Some Republicans -- notably Senate Majority Leader Bill Frist of Tennessee, who has been in town only a decade -- may not recall past Social Security battles. But others, such as former House Speaker Newt Gingrich of Georgia, definitely do. Some of those with keen memories of those fights still carry scars; others merely remember colleagues whose careers were ended prematurely.
Republican lawmakers can also expect sleepless nights worrying about offending specific constituencies in the course of backing Bush either on taxes; or on slashing funding for domestic programs; or on curbing tax breaks in an effort to reduce the federal budget deficit. Remember, no spending programs got into the federal budget without a constituency. Likewise, no tax break got into the tax code without a constituency -- often a well-financed, well-organized one, fighting tooth and nail to put it there.
No president has almost simultaneously taken on two legislative challenges as great as fundamentally overhauling Social Security and the tax code. Doing so with anemic job-approval ratings -- and in the midst of a very controversial war that is going badly -- is a daunting task. And taken together, the circumstances under which Bush intends to pursue his second-term agenda don't provide a lot of political cover for the worried lawmakers in his party.

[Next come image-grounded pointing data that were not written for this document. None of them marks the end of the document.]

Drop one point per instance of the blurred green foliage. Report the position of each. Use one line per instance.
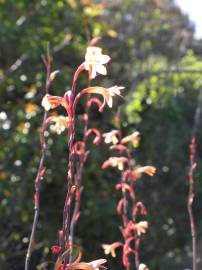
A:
(156, 57)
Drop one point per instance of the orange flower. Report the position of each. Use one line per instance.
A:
(150, 170)
(141, 227)
(134, 138)
(94, 62)
(97, 138)
(115, 162)
(51, 102)
(61, 123)
(111, 137)
(142, 266)
(107, 93)
(110, 249)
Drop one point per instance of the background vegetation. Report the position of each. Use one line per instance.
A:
(157, 58)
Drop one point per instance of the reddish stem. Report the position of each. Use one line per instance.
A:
(41, 169)
(191, 199)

And then there are the Democrats, licking their wounds from November. They've perfected the art of getting 48 or 49 percent of the presidential popular vote and falling a bit short of majorities in the House and Senate. They run the risk of becoming perpetual losers, with a self-defeating mentality to match.

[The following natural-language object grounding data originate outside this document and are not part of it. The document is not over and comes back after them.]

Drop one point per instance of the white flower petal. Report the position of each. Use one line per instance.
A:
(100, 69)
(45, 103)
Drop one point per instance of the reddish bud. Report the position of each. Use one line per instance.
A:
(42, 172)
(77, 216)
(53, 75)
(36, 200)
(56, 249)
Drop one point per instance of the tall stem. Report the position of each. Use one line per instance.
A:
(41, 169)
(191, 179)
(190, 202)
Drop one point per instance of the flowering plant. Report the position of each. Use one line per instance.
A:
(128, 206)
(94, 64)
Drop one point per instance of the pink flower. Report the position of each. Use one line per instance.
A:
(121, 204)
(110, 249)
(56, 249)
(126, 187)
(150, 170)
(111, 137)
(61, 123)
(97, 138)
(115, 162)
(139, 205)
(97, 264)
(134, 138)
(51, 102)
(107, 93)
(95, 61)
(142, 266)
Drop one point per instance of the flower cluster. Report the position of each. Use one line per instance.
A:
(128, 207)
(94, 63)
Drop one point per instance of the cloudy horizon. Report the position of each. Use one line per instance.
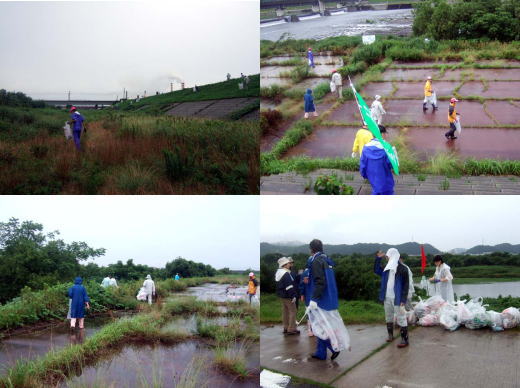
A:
(222, 231)
(97, 49)
(444, 222)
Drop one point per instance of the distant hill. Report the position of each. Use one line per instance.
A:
(220, 90)
(505, 247)
(344, 249)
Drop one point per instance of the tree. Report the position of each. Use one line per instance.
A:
(29, 257)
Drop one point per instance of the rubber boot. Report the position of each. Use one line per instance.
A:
(390, 329)
(404, 338)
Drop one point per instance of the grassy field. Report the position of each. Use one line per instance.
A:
(353, 312)
(220, 90)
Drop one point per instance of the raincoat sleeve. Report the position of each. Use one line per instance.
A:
(363, 166)
(318, 275)
(378, 270)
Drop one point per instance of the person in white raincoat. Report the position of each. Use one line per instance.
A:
(377, 111)
(149, 286)
(442, 280)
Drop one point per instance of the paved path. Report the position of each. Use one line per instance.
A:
(437, 358)
(406, 184)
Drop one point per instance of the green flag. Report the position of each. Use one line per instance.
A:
(374, 128)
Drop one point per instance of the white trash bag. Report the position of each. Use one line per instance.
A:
(329, 325)
(67, 131)
(141, 295)
(270, 379)
(510, 318)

Some Democrats are wondering how Tom Daschle of South Dakota managed to become the first Senate party leader in a half-century to lose a bid for re-election and how much of a role his being portrayed as an obstructionist played in his loss. Did Daschle just display all-around poor political judgment, putting himself squarely in the Republicans' crosshairs on a wide variety of issues?
The risk of getting painted as obstructionists is very real for Democrats. If Democrats miscalculate, as they try to calibrate just the right level and manner of opposition, their party will risk repeating the 2004 South Dakota result -- but on a larger scale.

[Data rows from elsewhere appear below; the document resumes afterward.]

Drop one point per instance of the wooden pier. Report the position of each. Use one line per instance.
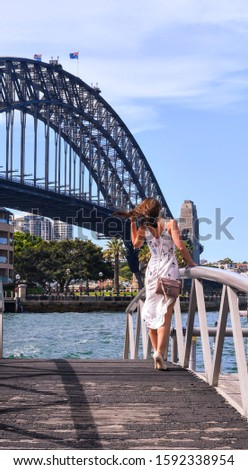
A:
(102, 404)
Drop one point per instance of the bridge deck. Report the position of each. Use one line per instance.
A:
(60, 404)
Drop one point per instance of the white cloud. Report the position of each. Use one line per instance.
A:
(183, 50)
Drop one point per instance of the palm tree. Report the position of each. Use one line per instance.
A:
(114, 251)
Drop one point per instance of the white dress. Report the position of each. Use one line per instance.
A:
(163, 263)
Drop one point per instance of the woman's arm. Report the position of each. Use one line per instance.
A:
(175, 235)
(137, 235)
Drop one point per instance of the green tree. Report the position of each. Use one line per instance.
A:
(114, 251)
(39, 261)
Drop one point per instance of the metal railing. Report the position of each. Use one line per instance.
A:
(183, 338)
(1, 318)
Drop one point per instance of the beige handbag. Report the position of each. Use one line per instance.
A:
(168, 287)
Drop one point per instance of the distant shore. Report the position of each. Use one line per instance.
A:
(97, 305)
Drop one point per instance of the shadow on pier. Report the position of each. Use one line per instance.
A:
(60, 404)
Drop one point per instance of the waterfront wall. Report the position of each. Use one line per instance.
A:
(90, 304)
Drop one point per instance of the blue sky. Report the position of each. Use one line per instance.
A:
(176, 71)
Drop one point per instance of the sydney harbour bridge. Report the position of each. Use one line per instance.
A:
(64, 152)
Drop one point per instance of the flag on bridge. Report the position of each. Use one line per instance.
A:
(38, 57)
(74, 55)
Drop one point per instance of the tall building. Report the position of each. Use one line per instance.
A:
(189, 228)
(35, 225)
(43, 227)
(6, 246)
(62, 230)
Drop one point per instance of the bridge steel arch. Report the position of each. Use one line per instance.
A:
(85, 157)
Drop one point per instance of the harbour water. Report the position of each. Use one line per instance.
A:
(95, 335)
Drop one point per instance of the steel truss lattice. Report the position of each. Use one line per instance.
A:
(94, 157)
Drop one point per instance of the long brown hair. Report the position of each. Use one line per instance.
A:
(147, 212)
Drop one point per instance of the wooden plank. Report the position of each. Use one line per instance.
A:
(60, 404)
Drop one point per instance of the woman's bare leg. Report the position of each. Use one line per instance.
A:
(154, 338)
(163, 333)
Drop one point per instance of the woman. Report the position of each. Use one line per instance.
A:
(161, 236)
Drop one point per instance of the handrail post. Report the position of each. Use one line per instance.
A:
(1, 319)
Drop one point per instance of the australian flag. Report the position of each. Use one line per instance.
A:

It's one thing for Democrats to throw monkey wrenches into the Republican machinery; it is something else to get caught doing it. Democrats need to pick the right fights, rather than continually oppose Bush and his party just because objecting feels good, or because they think they can get away with it.
Among Democrats, one popular school of thought argues that if Republicans get enough rope, they will hang themselves -- provided Democrats don't get in the way and aren't seen as too partisan. It took Democrats 40 years to become so arrogant that they truly deserved to lose their majority on Capitol Hill. The argument is growing that, in just 10 years, Republicans have gotten to the verge of that level of hubris.
My hunch is that the leadership in both parties and on both sides of the aisle may be sorely tested during this Congress, more so than in the past, as rank-and-file members begin making their own judgments. Those judgments may or may not conform to what their leadership wants them to do.
My sense is that lawmakers in all four quadrants of the Hill may have lost some confidence in leadership decision-making. And the result might be that we will see members a bit more willing to break ranks than they have been in recent years, when party unity has been remarkably high.